CodeEditorBench

🔔News

Abstract

Large Language Models (LLMs) for code are rapidly evolving, with code editing emerging as a critical capability. We introduce CodeEditorBench, a pioneering evaluation framework designed to rigorously assess the performance of LLMs in code editing tasks, including debugging, translating, polishing, and requirement switching. Unlike existing benchmarks focusing solely on code generation, CodeEditorBench emphasizes real-world scenarios and practical aspects of software development.

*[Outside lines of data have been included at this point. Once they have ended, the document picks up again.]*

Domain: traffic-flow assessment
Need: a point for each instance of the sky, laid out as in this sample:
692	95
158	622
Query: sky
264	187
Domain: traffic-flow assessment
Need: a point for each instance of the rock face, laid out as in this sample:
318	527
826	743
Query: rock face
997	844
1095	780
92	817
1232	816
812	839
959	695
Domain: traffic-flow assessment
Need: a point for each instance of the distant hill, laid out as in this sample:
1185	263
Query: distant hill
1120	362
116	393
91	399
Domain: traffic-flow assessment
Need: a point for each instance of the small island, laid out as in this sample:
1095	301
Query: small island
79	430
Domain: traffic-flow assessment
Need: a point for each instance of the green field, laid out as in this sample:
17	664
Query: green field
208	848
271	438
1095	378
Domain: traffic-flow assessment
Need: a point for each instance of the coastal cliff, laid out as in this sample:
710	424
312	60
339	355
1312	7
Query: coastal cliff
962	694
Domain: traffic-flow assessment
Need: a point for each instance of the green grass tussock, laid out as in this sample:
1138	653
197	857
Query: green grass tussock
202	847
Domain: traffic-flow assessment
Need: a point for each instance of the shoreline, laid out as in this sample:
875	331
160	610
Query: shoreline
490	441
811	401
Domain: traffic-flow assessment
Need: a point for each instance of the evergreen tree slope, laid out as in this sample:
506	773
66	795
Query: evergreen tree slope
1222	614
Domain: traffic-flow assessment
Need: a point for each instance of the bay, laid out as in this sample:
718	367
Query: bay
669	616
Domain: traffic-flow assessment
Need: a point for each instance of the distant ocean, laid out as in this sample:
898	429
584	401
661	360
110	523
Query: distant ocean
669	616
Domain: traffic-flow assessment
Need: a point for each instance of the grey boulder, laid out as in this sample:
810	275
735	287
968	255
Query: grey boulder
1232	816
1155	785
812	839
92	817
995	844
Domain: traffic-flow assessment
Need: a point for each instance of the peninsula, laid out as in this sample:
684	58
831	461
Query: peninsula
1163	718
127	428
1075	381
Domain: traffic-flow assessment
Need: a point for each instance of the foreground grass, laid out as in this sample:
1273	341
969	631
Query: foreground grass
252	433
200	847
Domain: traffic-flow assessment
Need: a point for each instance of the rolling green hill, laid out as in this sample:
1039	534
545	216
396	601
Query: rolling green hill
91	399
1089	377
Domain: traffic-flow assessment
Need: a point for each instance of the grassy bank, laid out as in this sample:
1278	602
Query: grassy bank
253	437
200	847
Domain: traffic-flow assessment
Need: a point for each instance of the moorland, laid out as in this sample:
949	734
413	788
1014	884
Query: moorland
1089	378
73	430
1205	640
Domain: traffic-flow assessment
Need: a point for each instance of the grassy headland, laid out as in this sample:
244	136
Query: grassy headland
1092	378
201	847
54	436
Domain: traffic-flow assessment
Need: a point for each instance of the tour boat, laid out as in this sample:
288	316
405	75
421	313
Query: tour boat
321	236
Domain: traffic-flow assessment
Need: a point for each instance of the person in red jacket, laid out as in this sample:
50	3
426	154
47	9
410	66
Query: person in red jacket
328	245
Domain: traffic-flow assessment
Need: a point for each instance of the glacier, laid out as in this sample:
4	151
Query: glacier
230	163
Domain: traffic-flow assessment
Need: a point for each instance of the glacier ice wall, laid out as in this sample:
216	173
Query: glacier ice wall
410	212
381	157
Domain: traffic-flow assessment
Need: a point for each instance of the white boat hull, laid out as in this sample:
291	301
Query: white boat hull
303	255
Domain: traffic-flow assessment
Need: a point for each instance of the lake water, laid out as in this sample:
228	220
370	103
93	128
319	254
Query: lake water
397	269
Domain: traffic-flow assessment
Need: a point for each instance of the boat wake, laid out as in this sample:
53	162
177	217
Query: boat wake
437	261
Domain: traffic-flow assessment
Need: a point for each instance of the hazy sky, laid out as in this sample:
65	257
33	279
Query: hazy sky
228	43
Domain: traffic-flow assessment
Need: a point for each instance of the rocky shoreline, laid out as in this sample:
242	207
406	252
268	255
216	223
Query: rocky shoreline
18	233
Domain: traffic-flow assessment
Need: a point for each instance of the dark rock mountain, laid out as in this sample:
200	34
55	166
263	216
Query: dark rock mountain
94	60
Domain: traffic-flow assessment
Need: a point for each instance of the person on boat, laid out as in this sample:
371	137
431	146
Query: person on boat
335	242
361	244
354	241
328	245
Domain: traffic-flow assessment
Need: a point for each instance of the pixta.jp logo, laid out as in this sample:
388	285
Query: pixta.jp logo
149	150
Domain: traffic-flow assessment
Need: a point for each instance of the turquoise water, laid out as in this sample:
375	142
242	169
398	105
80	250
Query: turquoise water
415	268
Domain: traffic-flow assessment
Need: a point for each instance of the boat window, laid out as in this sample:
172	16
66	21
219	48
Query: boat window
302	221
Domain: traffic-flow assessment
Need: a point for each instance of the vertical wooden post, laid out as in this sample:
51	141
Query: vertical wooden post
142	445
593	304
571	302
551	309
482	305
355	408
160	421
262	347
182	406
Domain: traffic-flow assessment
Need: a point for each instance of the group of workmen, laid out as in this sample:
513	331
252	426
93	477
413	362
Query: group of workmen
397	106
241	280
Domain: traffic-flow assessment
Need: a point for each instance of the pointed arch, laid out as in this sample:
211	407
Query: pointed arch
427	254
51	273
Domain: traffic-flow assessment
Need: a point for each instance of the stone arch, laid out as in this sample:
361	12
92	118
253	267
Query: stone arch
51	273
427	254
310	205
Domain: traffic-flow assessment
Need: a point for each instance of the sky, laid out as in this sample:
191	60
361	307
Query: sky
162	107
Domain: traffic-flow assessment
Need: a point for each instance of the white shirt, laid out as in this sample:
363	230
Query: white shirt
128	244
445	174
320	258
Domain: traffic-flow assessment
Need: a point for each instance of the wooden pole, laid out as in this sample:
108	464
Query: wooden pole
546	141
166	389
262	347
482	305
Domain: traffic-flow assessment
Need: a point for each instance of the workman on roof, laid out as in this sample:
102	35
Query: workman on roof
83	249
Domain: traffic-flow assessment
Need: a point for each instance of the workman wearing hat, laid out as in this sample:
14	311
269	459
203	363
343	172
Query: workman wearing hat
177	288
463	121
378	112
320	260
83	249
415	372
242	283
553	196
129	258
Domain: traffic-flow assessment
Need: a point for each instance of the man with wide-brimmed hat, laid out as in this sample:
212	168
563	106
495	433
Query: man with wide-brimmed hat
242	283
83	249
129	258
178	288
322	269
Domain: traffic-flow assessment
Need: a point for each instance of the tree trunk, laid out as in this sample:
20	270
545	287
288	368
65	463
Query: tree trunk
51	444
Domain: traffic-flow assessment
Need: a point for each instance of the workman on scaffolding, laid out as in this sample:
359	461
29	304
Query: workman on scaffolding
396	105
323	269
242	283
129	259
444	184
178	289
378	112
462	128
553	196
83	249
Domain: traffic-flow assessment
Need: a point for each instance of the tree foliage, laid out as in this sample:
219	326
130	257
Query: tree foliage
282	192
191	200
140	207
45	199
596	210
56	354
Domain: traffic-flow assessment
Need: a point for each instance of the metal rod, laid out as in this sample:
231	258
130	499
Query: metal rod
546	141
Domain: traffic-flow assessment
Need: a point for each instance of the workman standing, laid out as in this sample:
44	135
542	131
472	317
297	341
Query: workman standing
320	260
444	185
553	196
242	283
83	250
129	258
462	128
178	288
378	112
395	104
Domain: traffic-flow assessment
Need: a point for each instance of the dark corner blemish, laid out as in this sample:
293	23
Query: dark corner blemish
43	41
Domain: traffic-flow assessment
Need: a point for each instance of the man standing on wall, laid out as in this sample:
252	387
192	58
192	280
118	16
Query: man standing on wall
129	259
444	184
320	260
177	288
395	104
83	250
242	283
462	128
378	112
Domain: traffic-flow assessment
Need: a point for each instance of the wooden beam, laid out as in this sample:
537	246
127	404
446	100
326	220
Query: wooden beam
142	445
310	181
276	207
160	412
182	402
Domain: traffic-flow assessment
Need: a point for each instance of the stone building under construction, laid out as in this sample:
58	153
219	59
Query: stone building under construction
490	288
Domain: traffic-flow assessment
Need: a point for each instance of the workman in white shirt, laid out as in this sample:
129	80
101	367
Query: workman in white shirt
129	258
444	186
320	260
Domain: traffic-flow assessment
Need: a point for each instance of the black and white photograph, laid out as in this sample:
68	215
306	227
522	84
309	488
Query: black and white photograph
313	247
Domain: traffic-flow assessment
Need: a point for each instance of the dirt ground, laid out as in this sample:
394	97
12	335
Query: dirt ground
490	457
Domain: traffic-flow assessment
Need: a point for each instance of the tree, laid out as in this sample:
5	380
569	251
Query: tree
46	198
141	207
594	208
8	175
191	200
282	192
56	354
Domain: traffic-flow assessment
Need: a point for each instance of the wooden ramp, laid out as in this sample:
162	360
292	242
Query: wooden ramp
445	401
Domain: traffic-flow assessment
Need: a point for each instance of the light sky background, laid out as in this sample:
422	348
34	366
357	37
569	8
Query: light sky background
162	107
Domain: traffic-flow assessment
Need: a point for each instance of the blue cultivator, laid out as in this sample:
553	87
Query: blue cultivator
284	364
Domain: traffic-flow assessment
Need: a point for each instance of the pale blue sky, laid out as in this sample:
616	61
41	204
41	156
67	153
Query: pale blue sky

We curated diverse coding challenges and scenarios from five sources, covering various programming languages, complexity levels, and editing tasks. Evaluating 17 LLMs revealed that closed-source models, particularly Gemini-Ultra and GPT-4, outperform open-source models in CodeEditorBench, highlighting differences in model performance based on problem type and prompt sensitivity. CodeEditorBench aims to catalyze advancements in LLMs by providing a robust platform for assessing code editing capabilities. We will release all prompts and datasets to enable the community to expand the dataset and benchmark emerging LLMs.

Overview

Figure 2 presents a selection of exemplars from the CodeEditorBench, delineating the spectrum of code editing tasks, including Code Debugging, Code Translating, Code Polishing, and Code Requirement Switching. Each dataset entry shares similar attributes such as title, difficulty, public and private test inputs and outputs, as well as code_language. Unique to the Code Debugging tasks is an 'error_type' attribute, denoting the specific issue present in the code. Translating tasks are distinguished by source_lang and target_lang attributes, indicating the original and target programming languages. Code Polishling tasks include avg_running_time and avg_memory attributes, quantifying the average execution time and memory usage, respectively. Finally, Code Requirement Switching tasks feature a distinct set of attributes including public_similar_tests, public_target_tests and private_target_tests inputs and outputs, which correspond to the initial and target test cases of the coding problem. And the same is true for similar_title and target_title.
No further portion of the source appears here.